Currently, there are four trails open on the Deer Run Nature Preserve, with the most recent trail opening September, 2023.. Plans are to open one per year for the next few years. The total distance for all the out and back trails is 8.0 miles.
The Deer Run Trail (blue markers) is 2 miles from the parking lot to the summit and has an elevation gain of 930 feet. The total round trip is 4 miles. The trail crosses a power line in 2 places. Just before the second power line crossing is the first spectacular vista. The trail is considered moderate, with a short, flat section at the beginning then gradually increasing in elevation with some steeper sections, providing something for everyone.
The Shoulder Trail (yellow markers) begins approximately 1.8 miles from the parking area. It is a 0.4-mile spur off the Deer Run Trail. This trail climbs 150 feet through beautiful forest lands to a vista from the power line, offering expansive views of the the West River Valley.
The North Trail (blue markers) begins at the end of the Shoulder Trail, 2.2 miles from the parking area. The North Trail is 1.3 miles. The elevation descends 850 feet from the Shoulder Trail as it winds through an oak-hop hornbeam savanna, hemlock woods and a boulder field, emerging onto a flood plain, then culminating at the West River. Total round trip distance is 7 miles.
The Ravine Trail (orange markers) begins about 1 mile from the parking area, off of the Deer Run Trail. The trail continues another 1.1 miles, for a round trip moderate hike of 4.2 miles. The ascent to the Ravine Trail from the parking area is 530 feet. The trail culminates at the West River. The elevation gain on the Ravine Trail is 730 feet, with the uphill portion of occurring on the way back to the trailhead from the river.
This land is one of the last remaining unfragmented large parcels in the region. It is remarkable for its tall hardwoods, hemlock-filled ravines, stunning views, stone walls and a curious rock structure known as “the monument.” It includes deer wintering yards and a variety of forest types including hardwood savannas and hemlock “cathedrals.” There are several wetlands and vernal pools that host a variety of amphibians including the rare Jefferson Salamander.
The significant features of this land include panoramic views from the highest elevations, topographic benches left behind by a series of glaciations and by more recent flooding events, cliffs created by uplift and continental collisions eons ago, a dramatic and active landslide area, numerous rich forest sites including a cove with incredibly tall trees including shagbark hickories, There are forests of all ages, large maple, oak, ash, hickory, hemlock, and white pine trees, and grasslands that provide nesting sites for numerous bird species and corridors for wildlife and species movement, adaptability, and resiliency. It is truly spectacular.
Two transmission lines cross the preserve, which ecologists and botanists recognize as valuable early-successional/shrub-scrub habitat that these rights-of-way provide.

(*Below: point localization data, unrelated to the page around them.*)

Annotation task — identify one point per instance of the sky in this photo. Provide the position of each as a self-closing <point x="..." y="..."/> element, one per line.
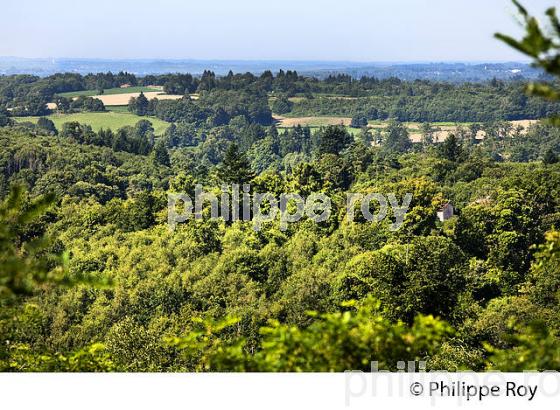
<point x="307" y="30"/>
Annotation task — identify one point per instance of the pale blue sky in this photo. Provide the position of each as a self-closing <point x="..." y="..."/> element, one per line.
<point x="351" y="30"/>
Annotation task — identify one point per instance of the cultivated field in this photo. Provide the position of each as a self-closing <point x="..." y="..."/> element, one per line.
<point x="413" y="127"/>
<point x="123" y="99"/>
<point x="121" y="96"/>
<point x="98" y="120"/>
<point x="112" y="91"/>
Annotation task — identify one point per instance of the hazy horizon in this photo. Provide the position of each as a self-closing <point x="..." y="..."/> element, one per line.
<point x="357" y="31"/>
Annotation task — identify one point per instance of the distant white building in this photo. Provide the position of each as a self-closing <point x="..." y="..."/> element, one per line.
<point x="446" y="212"/>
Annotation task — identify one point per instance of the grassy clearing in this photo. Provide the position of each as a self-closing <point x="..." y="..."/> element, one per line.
<point x="97" y="120"/>
<point x="110" y="91"/>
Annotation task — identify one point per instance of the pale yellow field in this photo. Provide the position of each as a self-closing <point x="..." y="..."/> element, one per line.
<point x="413" y="127"/>
<point x="123" y="99"/>
<point x="284" y="122"/>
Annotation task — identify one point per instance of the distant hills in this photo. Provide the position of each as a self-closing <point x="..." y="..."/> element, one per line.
<point x="444" y="71"/>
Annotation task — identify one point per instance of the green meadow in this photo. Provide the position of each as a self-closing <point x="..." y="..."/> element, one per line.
<point x="97" y="120"/>
<point x="109" y="91"/>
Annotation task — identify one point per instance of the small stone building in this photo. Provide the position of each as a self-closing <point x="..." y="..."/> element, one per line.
<point x="446" y="212"/>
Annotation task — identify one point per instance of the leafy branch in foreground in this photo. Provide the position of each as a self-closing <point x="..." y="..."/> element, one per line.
<point x="25" y="251"/>
<point x="542" y="45"/>
<point x="334" y="342"/>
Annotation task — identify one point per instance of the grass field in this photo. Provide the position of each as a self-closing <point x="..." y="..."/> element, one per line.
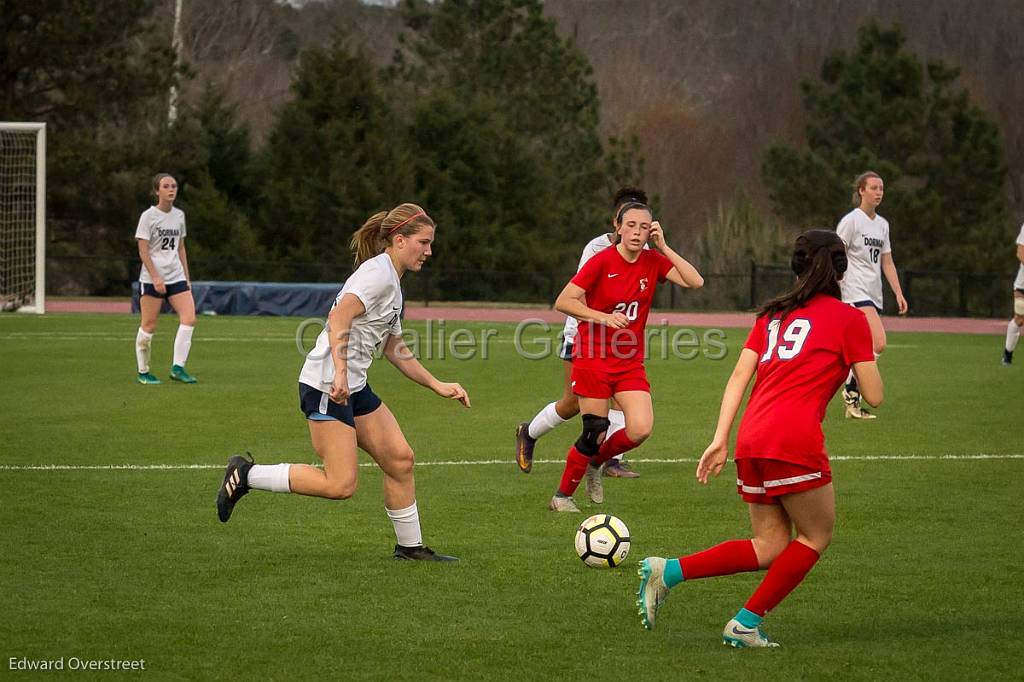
<point x="923" y="581"/>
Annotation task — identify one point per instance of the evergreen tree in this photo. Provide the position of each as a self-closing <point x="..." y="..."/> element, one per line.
<point x="880" y="108"/>
<point x="336" y="155"/>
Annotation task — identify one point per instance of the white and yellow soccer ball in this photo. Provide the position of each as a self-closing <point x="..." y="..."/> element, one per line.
<point x="602" y="541"/>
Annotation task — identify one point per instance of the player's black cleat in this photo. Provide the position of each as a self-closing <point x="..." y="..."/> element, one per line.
<point x="235" y="486"/>
<point x="421" y="553"/>
<point x="524" y="448"/>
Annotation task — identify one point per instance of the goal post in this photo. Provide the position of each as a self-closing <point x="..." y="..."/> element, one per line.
<point x="23" y="217"/>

The site is a haven for over 70 species of birds (view bird list here) including birds that are listed “in greatest need of conservation” in the Vermont Conservation Design. Birds that have been declining in Vermont — brown thrasher, wood thrush, field sparrow, prairie warbler, mourning warbler, woodcock, the red-shouldered hawk, and the bald eagle — have been among those found in numbers, rewarding bird enthusiasts with a variety of interesting sightings.
The Deer Run Nature Preserve is located at 940 Camp Arden Road, Dummerston, VT 05301.
From VT-30 near West Dummerston, cross the Dummerston Covered Bridge and immediately turn left onto Camp Arden Road. From Dummerston Center, take the East-West Road and continue straight onto Camp Arden Road at the stop sign instead of crossing the bridge. About 1/2 mile from the Covered Bridge, bear left at the fork in the road and follow the river. Continue for another mile. The trailhead is on the right and clearly marked at a parking area.